Texte à résumer : Parole et violence

La parole violente se déploie dans deux autres types de situation, assez distincts pour qu’on les sépare dans l’analyse, la manipulation et le harcèlement. Ces procédés ont été décrits par ailleurs et ce n’est pas l’objet de les détailler ici. Rappelons simplement que chacune des trois grandes formes de la parole s’inscrit sur un axe qui va de la pure violence exercée sur l’auditoire à un respect de la liberté de l’autre impliquant qu’on n’exerce sur lui aucune contrainte non désirée. Ainsi la parole expressive implique-t-elle la possibilité du mensonge et de l’inauthenticité. L’axe argumentatif est toujours dans l’ombre de la manipulation possible. L’axe informatif, quant à lui, convoque immédiatement le fantôme de la désinformation.

 

En quoi tous ces procédés relèvent-ils de la violence? Notons tout d’abord que l’on sous-estime généralement la violence dont la parole peut être la cause. Comme si les coups, les blessures étaient par nature plus violents. Or, on le sait, l’insulte peut blesser profondément, la manipulation détruire une identité, ou pousser, par exemple, au suicide, et la désinformation tuer plus sûrement qu’un projectile. La violence «morale» peut concurrencer, en intensité, les effets de la violence physique.
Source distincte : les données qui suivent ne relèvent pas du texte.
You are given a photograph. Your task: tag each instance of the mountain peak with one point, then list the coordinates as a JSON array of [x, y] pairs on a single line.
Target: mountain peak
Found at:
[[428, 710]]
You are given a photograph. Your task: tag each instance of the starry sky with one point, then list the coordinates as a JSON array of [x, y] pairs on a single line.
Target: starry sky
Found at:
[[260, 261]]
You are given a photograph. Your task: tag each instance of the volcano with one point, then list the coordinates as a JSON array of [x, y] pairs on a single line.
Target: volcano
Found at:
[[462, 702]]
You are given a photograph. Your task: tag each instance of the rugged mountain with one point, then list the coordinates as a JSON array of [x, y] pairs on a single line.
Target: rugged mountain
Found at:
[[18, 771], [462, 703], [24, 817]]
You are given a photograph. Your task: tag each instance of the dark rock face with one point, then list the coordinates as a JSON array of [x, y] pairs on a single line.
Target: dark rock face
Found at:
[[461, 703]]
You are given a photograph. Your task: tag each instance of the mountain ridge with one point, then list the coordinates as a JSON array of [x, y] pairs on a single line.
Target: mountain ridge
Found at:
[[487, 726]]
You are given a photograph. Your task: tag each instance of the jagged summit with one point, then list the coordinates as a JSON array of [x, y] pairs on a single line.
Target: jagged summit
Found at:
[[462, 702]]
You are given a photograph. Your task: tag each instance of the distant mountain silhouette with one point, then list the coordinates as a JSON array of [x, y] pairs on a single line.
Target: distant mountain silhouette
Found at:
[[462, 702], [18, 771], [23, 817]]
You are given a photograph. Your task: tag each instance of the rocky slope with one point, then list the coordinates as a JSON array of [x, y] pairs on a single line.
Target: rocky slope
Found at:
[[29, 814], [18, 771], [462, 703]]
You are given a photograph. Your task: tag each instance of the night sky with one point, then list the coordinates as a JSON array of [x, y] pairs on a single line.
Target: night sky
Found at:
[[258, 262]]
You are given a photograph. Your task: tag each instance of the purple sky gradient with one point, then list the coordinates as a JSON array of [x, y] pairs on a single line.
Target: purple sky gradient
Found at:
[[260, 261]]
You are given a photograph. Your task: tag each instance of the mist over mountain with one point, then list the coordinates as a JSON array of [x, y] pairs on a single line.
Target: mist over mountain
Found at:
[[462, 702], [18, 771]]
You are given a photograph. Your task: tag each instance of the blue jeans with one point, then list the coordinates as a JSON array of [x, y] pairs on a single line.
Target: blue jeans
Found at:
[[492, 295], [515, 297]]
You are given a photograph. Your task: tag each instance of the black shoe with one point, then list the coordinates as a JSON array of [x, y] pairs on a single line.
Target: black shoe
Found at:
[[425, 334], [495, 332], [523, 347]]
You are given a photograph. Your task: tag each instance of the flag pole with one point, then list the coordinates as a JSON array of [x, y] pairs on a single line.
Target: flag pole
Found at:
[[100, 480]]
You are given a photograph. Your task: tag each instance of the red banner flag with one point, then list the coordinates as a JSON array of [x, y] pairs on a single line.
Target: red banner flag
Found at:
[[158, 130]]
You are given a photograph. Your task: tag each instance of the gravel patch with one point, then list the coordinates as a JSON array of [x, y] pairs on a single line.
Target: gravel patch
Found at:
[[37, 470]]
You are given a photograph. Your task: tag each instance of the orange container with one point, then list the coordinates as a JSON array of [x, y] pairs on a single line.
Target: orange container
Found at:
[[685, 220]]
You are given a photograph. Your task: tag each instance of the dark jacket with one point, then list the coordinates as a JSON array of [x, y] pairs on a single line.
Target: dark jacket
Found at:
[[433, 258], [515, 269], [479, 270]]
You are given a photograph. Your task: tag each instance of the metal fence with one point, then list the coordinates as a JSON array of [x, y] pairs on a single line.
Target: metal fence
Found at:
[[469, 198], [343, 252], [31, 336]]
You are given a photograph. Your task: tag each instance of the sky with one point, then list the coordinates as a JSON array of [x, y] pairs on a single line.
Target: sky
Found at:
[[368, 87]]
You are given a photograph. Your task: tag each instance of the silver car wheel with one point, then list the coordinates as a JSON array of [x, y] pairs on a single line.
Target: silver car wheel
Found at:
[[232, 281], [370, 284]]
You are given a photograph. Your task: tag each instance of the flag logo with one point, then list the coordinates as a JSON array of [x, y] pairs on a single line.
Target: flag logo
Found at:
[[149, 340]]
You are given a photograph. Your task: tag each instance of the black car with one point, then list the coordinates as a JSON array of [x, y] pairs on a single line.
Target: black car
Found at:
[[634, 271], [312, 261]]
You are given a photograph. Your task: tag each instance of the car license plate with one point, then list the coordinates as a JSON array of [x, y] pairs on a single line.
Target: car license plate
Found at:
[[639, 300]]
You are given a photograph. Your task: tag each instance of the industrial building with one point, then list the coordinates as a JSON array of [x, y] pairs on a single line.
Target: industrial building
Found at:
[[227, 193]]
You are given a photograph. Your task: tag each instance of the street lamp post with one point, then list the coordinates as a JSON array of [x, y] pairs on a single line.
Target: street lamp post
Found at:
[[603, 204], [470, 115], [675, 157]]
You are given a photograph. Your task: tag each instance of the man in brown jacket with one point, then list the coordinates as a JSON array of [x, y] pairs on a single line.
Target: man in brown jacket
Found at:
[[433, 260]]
La manipulation, par exemple, recouvre un ensemble de techniques qui ont en commun de priver l’auditoire de sa liberté de réception et de l’enfermer dans l’espace d’un seul choix possible, celui qu’on lui propose, c’est-à-dire qu’on lui impose. Il est rare que le choix proposé, qu’il s’agisse d’un comportement à adopter ou du partage d’une information fausse, soit celui que l’auditoire aurait fait librement. Il est encore plus rare que ce choix corresponde réellement à son intérêt. Il est fréquent que celui qui a fait un « choix» sous l’effet d’une manipulation soit conduit à le regretter ultérieurement et doublement : une première fois parce qu’il ne correspond pas à son attente, une seconde fois parce que ce choix s’accompagne du sentiment de malaise qui étreint celui qui s’est fait violenter. Ce malaise peut être d’autant plus fort qu’on en identifie mal les causes.

Le harcèlement, qu’il soit « moral » ou « sexuel », est le plus souvent ressenti comme une violence par celui ou celle qui en est victime. C’est même souvent le but recherché par celui qui harcèle, qui fait tout pour que l’autre fasse ce qu’il souhaite, en échange d’un arrêt de la violence, utilisé comme moyen de pression.

La désinformation est une parole truquée, dont l’objectif est de pousser celui qui s’y fie à adopter un comportement en général contraire à ses intérêts. Ses effets peuvent être ravageurs et meurtriers. Utilisée comme arme de guerre, la désinformation peut provoquer plus de victimes chez l’adversaire que l’emploi d’armes matérielles. Comme le montrent de multiples exemples lors du dernier conflit mondial, de la guerre d’Algérie ou des deux guerres contre l’Irak, la parole, dans ce cas précis, tue plus sûrement qu’une balle, un obus ou un bombardement.

La violence dans la parole procède d’un déplacement normatif qui a vu la plupart des sociétés modernes former l’idéal de renoncer à la violence physique dans les rapports quotidiens. Il faut souligner que cette norme nouvelle, qui condamne la violence, a une portée bien plus générale que la simple condamnation de l’emploi des coups ou du meurtre pour régler des différends. Elle témoigne d’un changement global face à la violence et vaut donc aussi pour la parole. Ceci explique que, en dehors des discours cyniques ou marginaux qui font l’apologie de la violence, la violence dans la parole doive avancer masquée. C’est aussi une condition de son efficacité, dans un environnement normatif qui condamne le recours à la violence sous toutes ses formes.

Il est notable en effet que les procédés violents utilisés et qui jouent sur les possibilités immenses et raffinées de la parole doivent la plupart du temps être dissimulés derrière, justement, le masque d’une parole juste. C’est le signe que celle-ci s’est bien imposée comme norme, même si la réalité est loin de s’y conformer. Ainsi, l’analyse que nous avons faite, parallèlement à d’autres auteurs, comme l’anthropologue de la communication Yves Winkin’2, des techniques de la « PNL » (programmation neurolitiguistique), montre bien que ce type de « formation à la communication », très enseignée dans les entreprises, s’appuie sur une dissimulation des procédés qu’elle emploie, comme condition de leur efficacité. Cette consigne est explicite dans tous les procédés utilisés pour « convaincre » et qui relèvent de la « manipulation des affects ». C’est que, dévoilés, ils risqueraient d’apparaître pour ce qu’ils sont une pure et simple violence exercée sur l’autre, travestie en parole.